I am trying to convert BAM files to Bigwig format. I was originally using a combination of genomeCoverageBed and BedgraphToBigWig to go from BAM to Bigwig in 2 steps:
samtools sort file.bam -o file.sorted.bam;
genomeCoverageBed -bg -split -ibam file.sorted.bam -g file.chrom.sizes > file.bedgraph;
sort -k1,1 -k2,2n file.bedgraph >file.sorted.bedgraph;
bedGraphToBigWig file.sorted.bedgraph file.chrom.sizes file.bw;
After finding out that deeptools (function called bamCoverage) could convert BAM to Bigwig AND normalize all in one go, I decided to use it. I first decided to not normalize (just for testing purposes)
bamCoverage -b file.bam -o file.bw
This command works but I can't help but notice the output file.bw in both scenarios are drastically different. My starting BAM file is 1.1GB. When using bedGraphToBigWig, my output file is 122MB. When using bamCoverage, it's 23MB.
I know that you can change the --binSize in bamCoverage which will lead to a larger file. I tried a bin of 10 and my file was 45MB.

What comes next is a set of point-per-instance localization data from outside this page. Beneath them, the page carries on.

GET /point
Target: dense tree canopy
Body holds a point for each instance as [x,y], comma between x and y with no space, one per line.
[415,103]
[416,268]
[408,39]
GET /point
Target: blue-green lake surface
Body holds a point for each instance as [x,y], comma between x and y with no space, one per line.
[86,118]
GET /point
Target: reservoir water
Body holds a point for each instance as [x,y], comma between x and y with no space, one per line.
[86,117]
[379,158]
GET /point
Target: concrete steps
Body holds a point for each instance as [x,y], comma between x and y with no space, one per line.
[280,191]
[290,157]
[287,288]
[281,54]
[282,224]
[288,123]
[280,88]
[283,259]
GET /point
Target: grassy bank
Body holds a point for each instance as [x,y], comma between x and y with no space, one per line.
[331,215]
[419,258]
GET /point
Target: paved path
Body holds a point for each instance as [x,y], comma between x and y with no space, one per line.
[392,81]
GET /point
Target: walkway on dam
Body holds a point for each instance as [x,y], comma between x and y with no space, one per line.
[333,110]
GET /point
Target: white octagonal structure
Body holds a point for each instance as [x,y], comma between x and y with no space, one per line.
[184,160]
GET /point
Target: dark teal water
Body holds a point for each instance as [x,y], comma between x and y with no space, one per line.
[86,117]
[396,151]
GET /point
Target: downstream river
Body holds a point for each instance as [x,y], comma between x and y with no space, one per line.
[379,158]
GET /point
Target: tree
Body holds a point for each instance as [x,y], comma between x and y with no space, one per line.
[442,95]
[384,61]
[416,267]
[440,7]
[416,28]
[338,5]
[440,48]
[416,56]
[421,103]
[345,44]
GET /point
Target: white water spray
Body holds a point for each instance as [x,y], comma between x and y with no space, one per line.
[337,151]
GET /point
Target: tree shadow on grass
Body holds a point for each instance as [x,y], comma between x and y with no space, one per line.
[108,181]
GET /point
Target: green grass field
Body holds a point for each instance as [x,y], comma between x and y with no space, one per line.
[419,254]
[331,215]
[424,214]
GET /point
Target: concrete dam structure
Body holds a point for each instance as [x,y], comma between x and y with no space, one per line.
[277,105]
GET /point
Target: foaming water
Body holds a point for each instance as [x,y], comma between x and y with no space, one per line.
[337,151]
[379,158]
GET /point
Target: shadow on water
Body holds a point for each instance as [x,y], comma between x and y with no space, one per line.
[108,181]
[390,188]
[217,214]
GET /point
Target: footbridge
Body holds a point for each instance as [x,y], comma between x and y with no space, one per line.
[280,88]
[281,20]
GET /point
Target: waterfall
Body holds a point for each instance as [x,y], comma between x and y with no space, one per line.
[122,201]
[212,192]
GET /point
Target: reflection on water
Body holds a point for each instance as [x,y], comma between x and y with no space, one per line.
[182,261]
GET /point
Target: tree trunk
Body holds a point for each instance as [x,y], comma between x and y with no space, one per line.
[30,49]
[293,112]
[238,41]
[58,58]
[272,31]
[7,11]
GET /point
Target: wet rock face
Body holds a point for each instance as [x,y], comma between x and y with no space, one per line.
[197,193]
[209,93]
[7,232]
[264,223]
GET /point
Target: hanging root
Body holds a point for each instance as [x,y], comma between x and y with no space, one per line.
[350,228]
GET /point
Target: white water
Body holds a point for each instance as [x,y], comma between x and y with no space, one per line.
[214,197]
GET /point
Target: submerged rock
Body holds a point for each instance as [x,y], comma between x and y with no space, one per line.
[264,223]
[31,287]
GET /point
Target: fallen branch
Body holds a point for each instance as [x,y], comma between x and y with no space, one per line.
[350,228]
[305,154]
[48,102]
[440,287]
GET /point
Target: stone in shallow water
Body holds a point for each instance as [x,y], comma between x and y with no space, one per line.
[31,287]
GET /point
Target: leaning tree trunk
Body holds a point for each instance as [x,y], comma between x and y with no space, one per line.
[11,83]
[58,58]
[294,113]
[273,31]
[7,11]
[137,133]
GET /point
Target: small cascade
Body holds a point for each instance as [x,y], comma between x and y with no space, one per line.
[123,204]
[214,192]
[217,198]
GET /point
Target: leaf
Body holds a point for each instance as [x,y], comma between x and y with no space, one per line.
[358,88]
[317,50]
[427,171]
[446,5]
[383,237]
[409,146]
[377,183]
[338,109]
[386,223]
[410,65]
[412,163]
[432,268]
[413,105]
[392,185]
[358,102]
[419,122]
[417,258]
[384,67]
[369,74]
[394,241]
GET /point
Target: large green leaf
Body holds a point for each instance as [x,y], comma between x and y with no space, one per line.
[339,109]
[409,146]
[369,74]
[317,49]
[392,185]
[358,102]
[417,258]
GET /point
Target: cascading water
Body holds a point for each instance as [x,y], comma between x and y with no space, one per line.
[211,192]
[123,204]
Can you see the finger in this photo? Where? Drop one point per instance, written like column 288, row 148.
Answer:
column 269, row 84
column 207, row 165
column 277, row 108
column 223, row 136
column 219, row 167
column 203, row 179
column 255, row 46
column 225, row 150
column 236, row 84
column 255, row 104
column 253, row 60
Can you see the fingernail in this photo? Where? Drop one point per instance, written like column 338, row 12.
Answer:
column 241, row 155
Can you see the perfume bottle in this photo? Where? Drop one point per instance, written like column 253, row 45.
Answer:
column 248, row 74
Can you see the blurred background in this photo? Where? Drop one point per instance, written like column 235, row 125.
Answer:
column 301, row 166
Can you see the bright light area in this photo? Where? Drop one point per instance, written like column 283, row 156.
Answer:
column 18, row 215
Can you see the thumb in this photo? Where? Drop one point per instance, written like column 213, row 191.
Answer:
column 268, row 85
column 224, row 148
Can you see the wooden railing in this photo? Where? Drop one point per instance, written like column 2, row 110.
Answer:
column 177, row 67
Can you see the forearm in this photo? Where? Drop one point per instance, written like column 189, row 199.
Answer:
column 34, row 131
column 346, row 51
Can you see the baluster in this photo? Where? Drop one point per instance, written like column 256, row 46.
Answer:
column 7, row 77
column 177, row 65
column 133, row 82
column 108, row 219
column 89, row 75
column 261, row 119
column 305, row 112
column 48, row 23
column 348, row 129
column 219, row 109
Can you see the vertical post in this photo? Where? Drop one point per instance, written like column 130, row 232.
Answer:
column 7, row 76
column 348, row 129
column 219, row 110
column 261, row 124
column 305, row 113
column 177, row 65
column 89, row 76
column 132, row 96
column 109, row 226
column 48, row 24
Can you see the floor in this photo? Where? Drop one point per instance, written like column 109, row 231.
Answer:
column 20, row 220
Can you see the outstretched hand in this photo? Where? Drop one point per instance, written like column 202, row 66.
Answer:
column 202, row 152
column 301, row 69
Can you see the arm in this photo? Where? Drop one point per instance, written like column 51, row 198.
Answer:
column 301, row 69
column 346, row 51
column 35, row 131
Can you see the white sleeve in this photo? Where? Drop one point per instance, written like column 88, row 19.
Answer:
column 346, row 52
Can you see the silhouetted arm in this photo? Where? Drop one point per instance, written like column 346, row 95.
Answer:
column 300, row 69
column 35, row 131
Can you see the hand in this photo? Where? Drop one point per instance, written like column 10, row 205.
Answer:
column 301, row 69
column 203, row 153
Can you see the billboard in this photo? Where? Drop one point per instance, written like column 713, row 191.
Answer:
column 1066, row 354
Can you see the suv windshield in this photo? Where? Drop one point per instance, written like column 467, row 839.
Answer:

My question is: what is the relationship between file sizes between the 2 software? I am confused as to why the size is so different. From what I understand, in bamCoverage, the coverage is calculated as the number of reads per bin, where bins are short consecutive counting windows of a defined size. But what is the equivalent setting in BedGraphtoBigwig? Is it -blockSize or maybe itemsPerSlot? Their defaults are 256 and 1024 respectively so I am a bit confused.
I am not sure whether this is something to worry about? Presumably, all it means is that my 2 files (the one produced with BedgraphToBigwig and the one produced with bamCoverage) will have different 'resolutions', when visualized on a something like IGV or UCSC Genome Browser. Is this correct?